= Michael Patrick Hearn =

American literary critic

Michael Patrick Hearn is an American literary scholar as well as a man of letters specializing in children's literature and its illustration. His works include The Annotated Wizard of Oz (1973/2000), The Annotated Christmas Carol (1977/2003), and The Annotated Huckleberry Finn (2001). He considers the three most quintessential American novels to be Moby-Dick by Herman Melville, The Wonderful Wizard of Oz by L. Frank Baum, and The Adventures of Huckleberry Finn by Mark Twain.

He is an expert on L. Frank Baum and is currently writing a biography about him, which sets forth to correct the numerous errors in previous biographies, many based on Frank Joslyn Baum's out of print and largely mythological To Please a Child.

As an Oz and L. Frank Baum scholar, he also edited The Critical Heritage Edition of the Wizard of Oz for Schocken Books (1986), wrote the introduction to the first published version of the screenplay of The Wizard of Oz (1939 film). He appears in the documentaries Oz: the American Fairyland and Matilda Joslyn Gage (1983), credited as an "Authority on L. Frank Baum". He gave the keynote address at the Centennial convention of The Wonderful Wizard of Oz mounted by The International Wizard of Oz Club, and often makes public appearances in which he lectures on Baum.

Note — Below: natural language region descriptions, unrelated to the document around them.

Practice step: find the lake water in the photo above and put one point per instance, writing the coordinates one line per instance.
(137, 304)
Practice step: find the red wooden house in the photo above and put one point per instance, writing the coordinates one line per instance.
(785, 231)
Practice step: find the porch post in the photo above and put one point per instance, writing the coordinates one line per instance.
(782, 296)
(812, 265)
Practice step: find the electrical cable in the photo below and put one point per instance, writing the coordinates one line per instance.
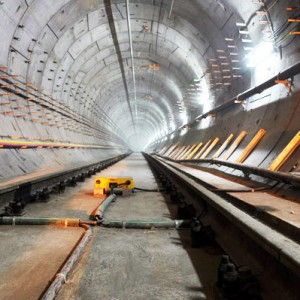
(146, 190)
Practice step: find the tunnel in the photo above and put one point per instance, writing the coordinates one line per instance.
(176, 85)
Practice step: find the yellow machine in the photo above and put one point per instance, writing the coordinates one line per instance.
(103, 184)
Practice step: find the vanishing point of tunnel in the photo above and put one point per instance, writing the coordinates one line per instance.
(149, 149)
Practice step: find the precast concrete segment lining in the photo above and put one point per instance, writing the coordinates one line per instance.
(55, 45)
(147, 13)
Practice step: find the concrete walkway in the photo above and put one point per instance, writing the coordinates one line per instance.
(141, 264)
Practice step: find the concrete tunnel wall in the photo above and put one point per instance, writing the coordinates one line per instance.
(65, 48)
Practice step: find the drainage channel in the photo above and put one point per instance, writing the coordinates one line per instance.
(273, 256)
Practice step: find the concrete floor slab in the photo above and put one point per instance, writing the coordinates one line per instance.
(31, 256)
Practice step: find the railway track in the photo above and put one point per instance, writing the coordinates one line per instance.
(16, 193)
(247, 225)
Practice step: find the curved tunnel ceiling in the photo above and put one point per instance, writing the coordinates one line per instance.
(184, 55)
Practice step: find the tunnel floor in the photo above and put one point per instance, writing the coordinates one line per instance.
(141, 264)
(117, 263)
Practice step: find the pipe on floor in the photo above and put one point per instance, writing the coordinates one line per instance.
(99, 214)
(60, 277)
(147, 224)
(39, 221)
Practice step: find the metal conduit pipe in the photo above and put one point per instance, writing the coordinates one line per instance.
(275, 175)
(60, 277)
(39, 221)
(99, 215)
(147, 224)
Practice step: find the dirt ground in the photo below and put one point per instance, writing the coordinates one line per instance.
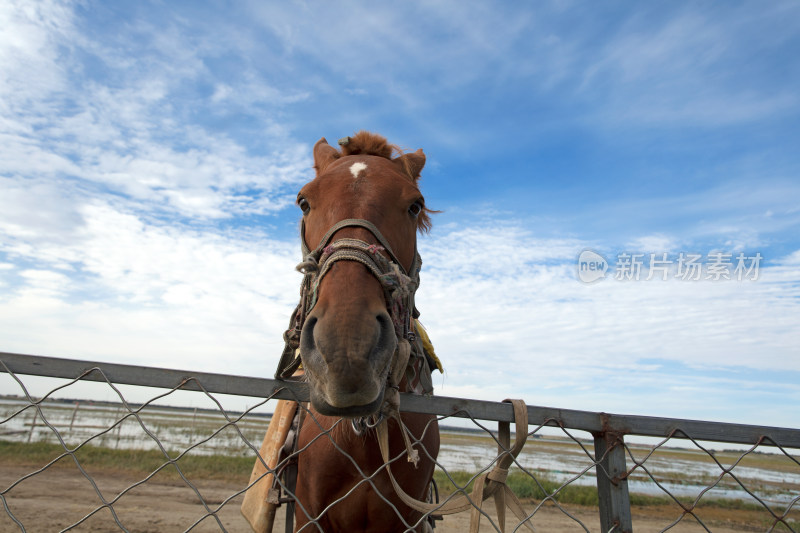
(54, 500)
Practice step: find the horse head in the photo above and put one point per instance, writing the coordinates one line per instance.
(361, 214)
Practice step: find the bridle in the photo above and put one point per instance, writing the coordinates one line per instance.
(399, 287)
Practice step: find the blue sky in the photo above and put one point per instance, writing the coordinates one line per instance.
(151, 153)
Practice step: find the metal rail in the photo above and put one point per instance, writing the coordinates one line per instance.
(590, 421)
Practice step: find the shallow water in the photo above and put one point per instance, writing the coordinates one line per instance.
(175, 430)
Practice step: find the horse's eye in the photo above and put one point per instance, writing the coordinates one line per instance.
(415, 209)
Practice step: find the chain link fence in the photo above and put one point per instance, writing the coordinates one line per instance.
(125, 456)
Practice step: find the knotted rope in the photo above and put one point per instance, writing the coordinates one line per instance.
(491, 484)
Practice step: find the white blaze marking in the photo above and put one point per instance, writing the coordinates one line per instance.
(356, 168)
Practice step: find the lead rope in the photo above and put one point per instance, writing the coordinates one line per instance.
(492, 483)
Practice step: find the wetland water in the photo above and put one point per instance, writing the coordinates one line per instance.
(681, 470)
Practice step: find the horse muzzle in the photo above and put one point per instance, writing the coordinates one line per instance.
(347, 369)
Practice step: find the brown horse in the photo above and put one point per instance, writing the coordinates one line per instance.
(361, 214)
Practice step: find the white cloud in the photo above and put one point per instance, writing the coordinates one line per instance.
(492, 312)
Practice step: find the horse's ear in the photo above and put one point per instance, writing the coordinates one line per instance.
(324, 155)
(411, 163)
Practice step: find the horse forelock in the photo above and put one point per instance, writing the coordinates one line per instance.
(366, 143)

Hearn was a student at Hamilton College in 1968-69 and then transferred to Bard College, where he graduated in 1972. At Hamilton, he was encouraged to become an author by one of his professors, Alex Haley. His first book, The Annotated Wizard of Oz, was completed when he was a student at Bard.

==Selected works==
Other books as author or editor include:

- 50 years of Wanda Gág's Millions of Cats: 1928-1978 (1978)
- McLoughlin Brothers, publishers, 1828-1978 (1980)
- Victorian Fairy Tales (1980)
- Peter Newell, American Comic Illustrator (1983)
- The Chocolate Book: A Sampler for Boys and Girls (1983)
- The Best of the Andrew Lang Fairy Tale Book (1986)
- The Porcelain Cat (children's picture book, 1987)
- The Wizard of Oz: The Screenplay, (1989)
- W.W. Denslow: The Other Wizard of Oz, (1996)
- The Victorian Fairy Tale Book (1990)
- 65 years of Wanda Gág's Millions of Cats: 1928-1993 (1992)
- Native American Legends : Lakota (1995)
- Myth, Magic, and Mystery: One Hundred Years of American Children's Book Illustration (1996)
- From the Silver Age to Stalin: Russian Children's Book Illustration In preparation, (2008)

He has also written articles for Horn Book and The Baum Bugle and Liner Notes for Caedmon Records.